Exploring Another Arts and Crafts Mecca
Exploring Another Arts and Crafts MeccaSeptember 15, 2013
Its not often that you’ll find an Arts and Crafts landmark surrounded by wooly bison, graceful elk, and earthen pots of boiling water — then rocked awake early in the morning with a 3.1 magnitude earthquake.
But at the Old Faithful Inn, that’s just another typical day.
Everyone has seen photographs of this iconic 1904 national parks landmark, even if just in the background two hundred yards away from its most famous attraction: the Old Faithful geyser, letting off steam every 93 minutes or so before a crowd of awe-struck onlookers, each armed with cameras and cell phones, determined to capture the moment forever.
(And, yes, someone did ask, “Do they turn it off at night?” — the result of too much time spent at Disney World and not enough time in the Real World.)
Tens of thousands of visitors stream into the 2 million acre Yellowstone Park each day, and a large percentage of them do not leave before driving over to the grounds of Old Faithful and witnessing the towering inferno of water and steam. Then, most make the walk beneath the log portico and through the massive doors into what may be the most photographed hotel lobby in the entire country. Combine those numbers with the full house of overnight guests and you won’t be surprised when an afternoon in the Old Faithful lobby can feel a bit like Disneyworld.
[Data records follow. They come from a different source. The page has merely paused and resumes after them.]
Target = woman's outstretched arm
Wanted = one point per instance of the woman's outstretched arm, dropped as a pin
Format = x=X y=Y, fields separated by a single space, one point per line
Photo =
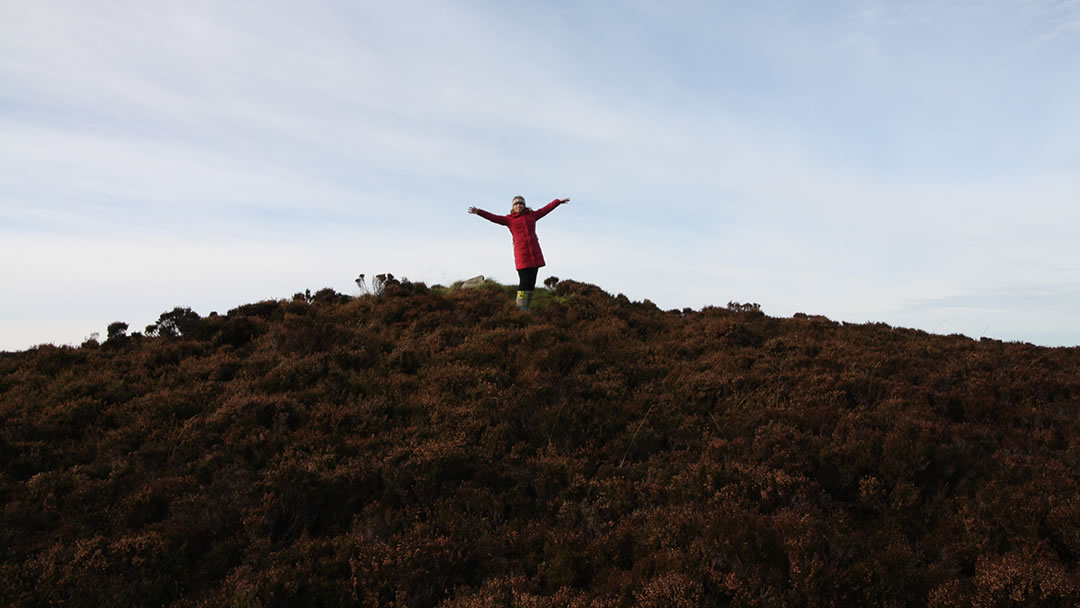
x=548 y=208
x=489 y=216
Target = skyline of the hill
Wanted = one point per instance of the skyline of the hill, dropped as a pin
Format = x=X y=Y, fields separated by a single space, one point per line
x=912 y=163
x=441 y=448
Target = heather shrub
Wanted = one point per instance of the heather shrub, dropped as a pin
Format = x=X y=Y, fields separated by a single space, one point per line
x=427 y=447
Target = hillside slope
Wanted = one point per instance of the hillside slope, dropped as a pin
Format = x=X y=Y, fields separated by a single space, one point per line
x=424 y=448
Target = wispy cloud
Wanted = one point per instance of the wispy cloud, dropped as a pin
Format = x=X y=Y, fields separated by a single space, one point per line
x=839 y=158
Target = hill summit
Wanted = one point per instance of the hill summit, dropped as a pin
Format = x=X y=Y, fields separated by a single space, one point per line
x=429 y=447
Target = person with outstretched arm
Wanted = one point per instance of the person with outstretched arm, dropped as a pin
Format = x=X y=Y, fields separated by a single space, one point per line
x=528 y=258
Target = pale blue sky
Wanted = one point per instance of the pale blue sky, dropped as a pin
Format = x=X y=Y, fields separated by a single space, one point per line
x=915 y=163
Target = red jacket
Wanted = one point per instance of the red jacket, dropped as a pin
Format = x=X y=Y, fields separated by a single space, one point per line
x=523 y=226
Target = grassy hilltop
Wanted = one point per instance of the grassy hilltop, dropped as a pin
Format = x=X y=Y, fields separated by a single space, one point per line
x=429 y=447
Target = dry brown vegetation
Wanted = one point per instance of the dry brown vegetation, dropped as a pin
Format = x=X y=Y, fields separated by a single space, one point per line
x=424 y=448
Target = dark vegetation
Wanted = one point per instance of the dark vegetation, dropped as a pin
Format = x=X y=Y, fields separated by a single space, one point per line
x=431 y=447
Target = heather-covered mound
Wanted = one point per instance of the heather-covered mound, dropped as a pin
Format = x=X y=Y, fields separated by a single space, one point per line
x=441 y=448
But when the sun begins to set and the day visitors retreat to one of the other hotels in the park, their Orvis tents, or their over-sized recreational vehicles, the inn takes on a peaceful, calmer ambiance, inviting those who want to sit and marvel over the craftsmanship, the massive timbers, the tree trunks brought indoors to serve as pillars, their limbs recycled in 1904 as banisters and balustrades, you will begin to experience the living embodiment of Frank Lloyd Wright’s call for truly “organic architecture.”
Of course, having a bottle of wine along with a group of appreciative friends or family certainly makes the experience even that much more enjoyable.
The architect of this Arts and Crafts masterwork was 30-year-old Robert Reamer, who went on to design several other structures in and around Yellowstone during his highly successful career, cut short by a heart attack at age 64. To their credit, the staff at the Old Faithful Inn do recognize Robert Reamer through their daily history tours, a wall display, and several books available in the gift shop.
What I found disappointing, however, is that no one leaving the Old Faithful Inn could tell you whose craftsmen designed and made all of the original Arts and Crafts furniture still in use throughout the hotel and dining room, despite the fact that a shopmark depicting a craftsman leaning over his workbench is stamped or attached in plain sight to many of the oak settles and comfortable arm chairs.
Many of these pieces are unique to the Old Faithful Inn and remain in use today, so it is not often that one will show up in an auction catalog or even in a major Arts and Crafts exhibition.
And so it is that while a few visitors will leave the Old Faithful Inn knowing the name of Robert Reamer, virtually none will know that of Charles Limbert.
Until next Monday,
Have a great week!
Photo: An original writing table designed by the Limbert Company. Note the use of square spindles over the built-in light.